Thieves of Fire is about the story behind that painting and a whole lot more, of course, because there’s always something going on in Carding.
In the last book you experimented by including a dog’s perspective and using a blog to introduce us to the town, are there any new devices or techniques you try in the new book?
I’m playing with time and personal history in Thieves of Fire, not in the sense of time travel á la Dr. Who but in the sense that our pasts form our presents. It’s not just Joseph Stillman Croft’s past that haunts Carding but Edie Wolfe’s past as well. Who was the father of her children?

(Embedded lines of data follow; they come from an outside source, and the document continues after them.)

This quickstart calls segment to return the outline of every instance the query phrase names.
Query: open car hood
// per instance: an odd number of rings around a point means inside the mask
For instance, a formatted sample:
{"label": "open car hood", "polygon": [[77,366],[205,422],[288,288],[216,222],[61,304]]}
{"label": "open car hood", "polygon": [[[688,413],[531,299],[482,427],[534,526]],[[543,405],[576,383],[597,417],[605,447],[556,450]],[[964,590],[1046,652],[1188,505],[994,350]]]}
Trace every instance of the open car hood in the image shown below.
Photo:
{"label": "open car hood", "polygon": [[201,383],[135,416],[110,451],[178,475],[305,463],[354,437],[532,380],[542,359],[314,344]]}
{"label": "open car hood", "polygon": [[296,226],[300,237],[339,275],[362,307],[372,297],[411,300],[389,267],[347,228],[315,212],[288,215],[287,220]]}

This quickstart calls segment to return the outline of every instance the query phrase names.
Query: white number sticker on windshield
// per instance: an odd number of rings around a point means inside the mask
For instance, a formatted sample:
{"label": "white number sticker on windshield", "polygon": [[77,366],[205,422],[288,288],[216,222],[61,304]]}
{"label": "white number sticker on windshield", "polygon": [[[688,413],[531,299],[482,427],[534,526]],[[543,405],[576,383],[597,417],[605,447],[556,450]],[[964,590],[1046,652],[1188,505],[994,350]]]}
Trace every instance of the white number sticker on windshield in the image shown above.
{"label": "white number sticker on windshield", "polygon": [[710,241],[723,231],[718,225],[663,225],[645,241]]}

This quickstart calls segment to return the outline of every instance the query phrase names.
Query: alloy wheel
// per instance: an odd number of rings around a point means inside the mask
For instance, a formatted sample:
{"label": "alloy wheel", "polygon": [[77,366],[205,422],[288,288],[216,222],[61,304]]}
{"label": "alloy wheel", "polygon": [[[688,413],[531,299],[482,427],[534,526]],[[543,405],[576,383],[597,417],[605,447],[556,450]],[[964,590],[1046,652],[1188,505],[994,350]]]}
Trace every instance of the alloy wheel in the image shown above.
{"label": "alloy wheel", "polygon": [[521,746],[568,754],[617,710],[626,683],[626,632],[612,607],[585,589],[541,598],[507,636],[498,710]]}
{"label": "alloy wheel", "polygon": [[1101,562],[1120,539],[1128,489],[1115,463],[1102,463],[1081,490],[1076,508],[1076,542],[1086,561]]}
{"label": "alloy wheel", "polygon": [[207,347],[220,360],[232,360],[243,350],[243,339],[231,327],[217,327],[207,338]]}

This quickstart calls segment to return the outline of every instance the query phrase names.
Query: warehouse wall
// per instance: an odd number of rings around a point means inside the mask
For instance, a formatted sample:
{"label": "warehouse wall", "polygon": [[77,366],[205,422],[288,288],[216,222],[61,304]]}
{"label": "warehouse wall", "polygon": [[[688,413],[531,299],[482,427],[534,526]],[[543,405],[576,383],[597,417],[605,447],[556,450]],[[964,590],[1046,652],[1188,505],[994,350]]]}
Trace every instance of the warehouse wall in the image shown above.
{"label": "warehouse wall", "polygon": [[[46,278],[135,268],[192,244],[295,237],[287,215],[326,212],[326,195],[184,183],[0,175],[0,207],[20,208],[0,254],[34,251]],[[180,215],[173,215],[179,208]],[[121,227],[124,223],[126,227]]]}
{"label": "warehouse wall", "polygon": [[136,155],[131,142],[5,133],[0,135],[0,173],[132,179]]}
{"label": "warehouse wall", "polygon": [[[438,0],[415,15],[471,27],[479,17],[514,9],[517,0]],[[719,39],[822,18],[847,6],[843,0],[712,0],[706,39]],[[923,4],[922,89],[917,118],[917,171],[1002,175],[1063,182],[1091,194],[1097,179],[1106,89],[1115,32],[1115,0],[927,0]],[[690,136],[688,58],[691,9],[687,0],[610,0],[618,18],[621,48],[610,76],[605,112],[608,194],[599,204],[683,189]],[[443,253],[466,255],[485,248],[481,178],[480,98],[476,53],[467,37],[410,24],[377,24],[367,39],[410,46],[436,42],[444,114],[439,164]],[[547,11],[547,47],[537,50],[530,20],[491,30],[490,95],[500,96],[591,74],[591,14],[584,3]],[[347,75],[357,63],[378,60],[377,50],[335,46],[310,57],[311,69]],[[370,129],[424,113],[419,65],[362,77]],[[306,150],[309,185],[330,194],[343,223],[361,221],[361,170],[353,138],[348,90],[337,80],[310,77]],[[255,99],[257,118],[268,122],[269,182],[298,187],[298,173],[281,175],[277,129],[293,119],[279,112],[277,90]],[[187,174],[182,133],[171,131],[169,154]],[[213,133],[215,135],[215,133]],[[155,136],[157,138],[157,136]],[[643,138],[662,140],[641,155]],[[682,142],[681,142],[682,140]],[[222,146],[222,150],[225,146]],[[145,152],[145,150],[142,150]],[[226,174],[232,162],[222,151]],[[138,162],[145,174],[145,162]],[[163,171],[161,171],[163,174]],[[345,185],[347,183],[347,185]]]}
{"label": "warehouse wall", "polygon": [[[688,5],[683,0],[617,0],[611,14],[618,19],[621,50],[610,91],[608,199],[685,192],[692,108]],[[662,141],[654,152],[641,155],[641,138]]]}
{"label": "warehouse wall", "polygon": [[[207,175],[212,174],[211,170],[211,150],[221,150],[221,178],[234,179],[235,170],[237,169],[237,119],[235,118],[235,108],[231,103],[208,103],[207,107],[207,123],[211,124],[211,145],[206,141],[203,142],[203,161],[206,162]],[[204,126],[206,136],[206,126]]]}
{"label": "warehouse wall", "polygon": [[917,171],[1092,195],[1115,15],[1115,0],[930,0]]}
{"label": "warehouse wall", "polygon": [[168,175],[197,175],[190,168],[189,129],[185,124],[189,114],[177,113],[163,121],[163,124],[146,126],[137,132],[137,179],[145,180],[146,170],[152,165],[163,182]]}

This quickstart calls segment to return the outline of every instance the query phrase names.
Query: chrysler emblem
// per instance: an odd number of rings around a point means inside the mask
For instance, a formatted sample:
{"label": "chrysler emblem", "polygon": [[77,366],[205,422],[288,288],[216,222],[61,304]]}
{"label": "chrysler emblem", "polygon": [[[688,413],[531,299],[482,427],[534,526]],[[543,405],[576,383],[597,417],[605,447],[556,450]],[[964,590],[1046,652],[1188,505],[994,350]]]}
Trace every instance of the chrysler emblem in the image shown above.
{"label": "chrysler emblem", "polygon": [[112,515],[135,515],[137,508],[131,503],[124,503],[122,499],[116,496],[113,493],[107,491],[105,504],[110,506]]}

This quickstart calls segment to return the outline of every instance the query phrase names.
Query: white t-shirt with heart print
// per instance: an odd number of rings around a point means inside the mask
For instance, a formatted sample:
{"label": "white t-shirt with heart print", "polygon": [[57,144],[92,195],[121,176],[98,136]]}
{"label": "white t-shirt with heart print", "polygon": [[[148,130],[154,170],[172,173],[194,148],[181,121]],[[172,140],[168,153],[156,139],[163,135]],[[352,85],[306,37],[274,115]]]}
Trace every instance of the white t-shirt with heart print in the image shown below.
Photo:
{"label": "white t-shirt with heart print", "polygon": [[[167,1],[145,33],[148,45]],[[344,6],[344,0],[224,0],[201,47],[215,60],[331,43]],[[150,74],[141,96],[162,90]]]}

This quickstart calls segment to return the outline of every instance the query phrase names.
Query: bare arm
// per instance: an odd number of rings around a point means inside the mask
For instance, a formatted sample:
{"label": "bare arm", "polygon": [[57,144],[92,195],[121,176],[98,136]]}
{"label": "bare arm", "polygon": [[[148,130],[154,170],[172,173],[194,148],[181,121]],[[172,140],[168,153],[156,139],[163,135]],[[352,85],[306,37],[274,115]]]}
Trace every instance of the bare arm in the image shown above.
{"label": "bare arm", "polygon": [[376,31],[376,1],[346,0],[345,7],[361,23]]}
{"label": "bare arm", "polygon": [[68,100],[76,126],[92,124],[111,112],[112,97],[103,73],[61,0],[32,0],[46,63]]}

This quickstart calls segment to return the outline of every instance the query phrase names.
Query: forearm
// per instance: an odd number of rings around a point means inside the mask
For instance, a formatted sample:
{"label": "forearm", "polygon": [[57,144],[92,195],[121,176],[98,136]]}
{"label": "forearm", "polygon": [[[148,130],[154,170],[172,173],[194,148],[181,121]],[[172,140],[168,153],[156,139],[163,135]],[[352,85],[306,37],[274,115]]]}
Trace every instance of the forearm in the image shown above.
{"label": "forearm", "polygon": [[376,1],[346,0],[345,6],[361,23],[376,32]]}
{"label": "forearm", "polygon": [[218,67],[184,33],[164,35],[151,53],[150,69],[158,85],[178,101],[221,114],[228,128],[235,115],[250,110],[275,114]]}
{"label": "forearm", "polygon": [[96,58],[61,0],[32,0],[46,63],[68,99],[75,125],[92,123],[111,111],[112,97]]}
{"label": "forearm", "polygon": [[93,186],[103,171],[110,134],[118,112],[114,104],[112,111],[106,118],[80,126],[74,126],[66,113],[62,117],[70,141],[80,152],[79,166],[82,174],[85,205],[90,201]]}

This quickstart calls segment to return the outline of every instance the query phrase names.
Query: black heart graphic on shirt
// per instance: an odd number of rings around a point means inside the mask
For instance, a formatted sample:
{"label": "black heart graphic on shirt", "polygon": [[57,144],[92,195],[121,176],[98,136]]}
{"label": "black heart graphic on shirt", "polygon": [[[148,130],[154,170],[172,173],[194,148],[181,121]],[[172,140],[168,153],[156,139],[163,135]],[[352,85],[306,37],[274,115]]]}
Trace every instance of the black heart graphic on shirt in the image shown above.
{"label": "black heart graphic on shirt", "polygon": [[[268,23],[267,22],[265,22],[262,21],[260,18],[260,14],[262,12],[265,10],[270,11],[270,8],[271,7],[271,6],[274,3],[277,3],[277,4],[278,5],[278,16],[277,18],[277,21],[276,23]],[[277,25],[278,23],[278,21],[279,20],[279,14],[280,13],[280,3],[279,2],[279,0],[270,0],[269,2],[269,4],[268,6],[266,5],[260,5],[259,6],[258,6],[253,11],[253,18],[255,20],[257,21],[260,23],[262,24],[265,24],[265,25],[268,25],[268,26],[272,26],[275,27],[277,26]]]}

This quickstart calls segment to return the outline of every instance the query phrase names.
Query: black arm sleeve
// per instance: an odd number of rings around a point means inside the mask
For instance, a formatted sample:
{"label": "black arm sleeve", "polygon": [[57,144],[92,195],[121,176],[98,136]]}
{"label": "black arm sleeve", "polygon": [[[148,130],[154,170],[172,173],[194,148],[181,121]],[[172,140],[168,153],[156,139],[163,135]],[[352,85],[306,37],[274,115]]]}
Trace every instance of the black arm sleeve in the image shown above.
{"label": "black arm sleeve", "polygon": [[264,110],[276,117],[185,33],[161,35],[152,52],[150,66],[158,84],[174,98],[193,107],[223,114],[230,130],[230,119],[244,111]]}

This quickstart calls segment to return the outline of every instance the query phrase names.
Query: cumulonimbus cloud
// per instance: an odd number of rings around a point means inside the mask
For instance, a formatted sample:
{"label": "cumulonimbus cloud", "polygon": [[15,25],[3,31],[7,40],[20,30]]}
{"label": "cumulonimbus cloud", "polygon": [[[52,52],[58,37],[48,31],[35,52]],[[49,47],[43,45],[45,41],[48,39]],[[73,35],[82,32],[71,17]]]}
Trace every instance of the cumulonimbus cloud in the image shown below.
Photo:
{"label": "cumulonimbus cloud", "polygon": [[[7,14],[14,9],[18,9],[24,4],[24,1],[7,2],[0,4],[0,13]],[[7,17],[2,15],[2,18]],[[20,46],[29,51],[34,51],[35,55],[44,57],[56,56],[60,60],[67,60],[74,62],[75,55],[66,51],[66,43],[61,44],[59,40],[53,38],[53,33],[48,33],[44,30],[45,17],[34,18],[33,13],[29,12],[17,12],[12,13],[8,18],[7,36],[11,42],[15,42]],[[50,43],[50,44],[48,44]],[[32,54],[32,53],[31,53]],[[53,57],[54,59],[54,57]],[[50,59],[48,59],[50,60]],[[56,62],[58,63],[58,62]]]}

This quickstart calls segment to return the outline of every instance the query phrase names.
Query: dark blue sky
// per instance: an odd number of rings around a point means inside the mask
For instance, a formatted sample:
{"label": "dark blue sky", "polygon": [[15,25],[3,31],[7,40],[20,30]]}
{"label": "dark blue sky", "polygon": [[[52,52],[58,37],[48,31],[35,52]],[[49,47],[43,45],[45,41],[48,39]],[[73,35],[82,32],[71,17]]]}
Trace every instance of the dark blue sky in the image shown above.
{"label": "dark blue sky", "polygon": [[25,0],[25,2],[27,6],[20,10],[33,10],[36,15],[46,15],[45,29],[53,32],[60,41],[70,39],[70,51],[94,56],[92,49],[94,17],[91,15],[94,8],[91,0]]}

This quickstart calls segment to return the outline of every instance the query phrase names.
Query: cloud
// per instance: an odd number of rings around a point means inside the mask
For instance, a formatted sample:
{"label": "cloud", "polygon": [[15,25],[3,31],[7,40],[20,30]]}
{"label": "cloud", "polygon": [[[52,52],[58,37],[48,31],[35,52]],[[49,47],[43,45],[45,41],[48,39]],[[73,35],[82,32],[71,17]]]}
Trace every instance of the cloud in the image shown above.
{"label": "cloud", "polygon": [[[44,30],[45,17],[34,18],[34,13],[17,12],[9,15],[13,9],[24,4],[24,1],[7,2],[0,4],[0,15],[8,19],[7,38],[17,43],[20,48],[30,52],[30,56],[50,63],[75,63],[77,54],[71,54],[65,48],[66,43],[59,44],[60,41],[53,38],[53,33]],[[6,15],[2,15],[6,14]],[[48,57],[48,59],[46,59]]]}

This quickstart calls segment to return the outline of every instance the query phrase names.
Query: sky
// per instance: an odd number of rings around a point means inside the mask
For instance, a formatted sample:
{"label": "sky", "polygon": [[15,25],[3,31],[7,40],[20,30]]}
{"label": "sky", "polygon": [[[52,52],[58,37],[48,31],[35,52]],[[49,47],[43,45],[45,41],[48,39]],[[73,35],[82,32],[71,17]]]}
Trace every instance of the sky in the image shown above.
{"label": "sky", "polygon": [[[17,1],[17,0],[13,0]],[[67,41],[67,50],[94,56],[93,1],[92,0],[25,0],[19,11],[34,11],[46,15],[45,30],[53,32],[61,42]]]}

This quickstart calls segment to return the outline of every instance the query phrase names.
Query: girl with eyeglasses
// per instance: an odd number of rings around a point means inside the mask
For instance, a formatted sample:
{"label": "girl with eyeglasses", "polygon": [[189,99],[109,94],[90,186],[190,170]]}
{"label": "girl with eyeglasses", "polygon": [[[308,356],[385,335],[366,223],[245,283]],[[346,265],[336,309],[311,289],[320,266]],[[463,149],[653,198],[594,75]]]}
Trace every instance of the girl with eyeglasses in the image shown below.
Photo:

You self-publish your books. Did you ever consider going a more traditional route?
I consider myself an independent publisher. My definition of self-publishing is someone who pays for author services through a company such as iUniverse or Author House, something I would never do.
This is a huge question but my answer boils down to this: creative control.
I’ve been a professional writer since 1987. I started in newspapers then moved into magazines and then into book publishing. My career in book publishing coincided with the last years of traditional publishing’s dominance of the world of books. I left traditional publishing just as the new publishing paradigm, author controlled publishing, was made possible by changes in printing and book selling.
I’ve published three books with traditional publishers—one with St. Martin’s and two with Wiley Publishing. I had great people to work with in each case. But I know enough about how the industry works to understand its very real limitations.
I design book interiors and book covers. I know how to hire good editors and work with them to make my books the best they can be. I know how to manage distribution and sales. I’m comfortable with marketing my own work.
I never considered making my Carding novels available to traditional publishing because I didn’t see any advantage to doing that.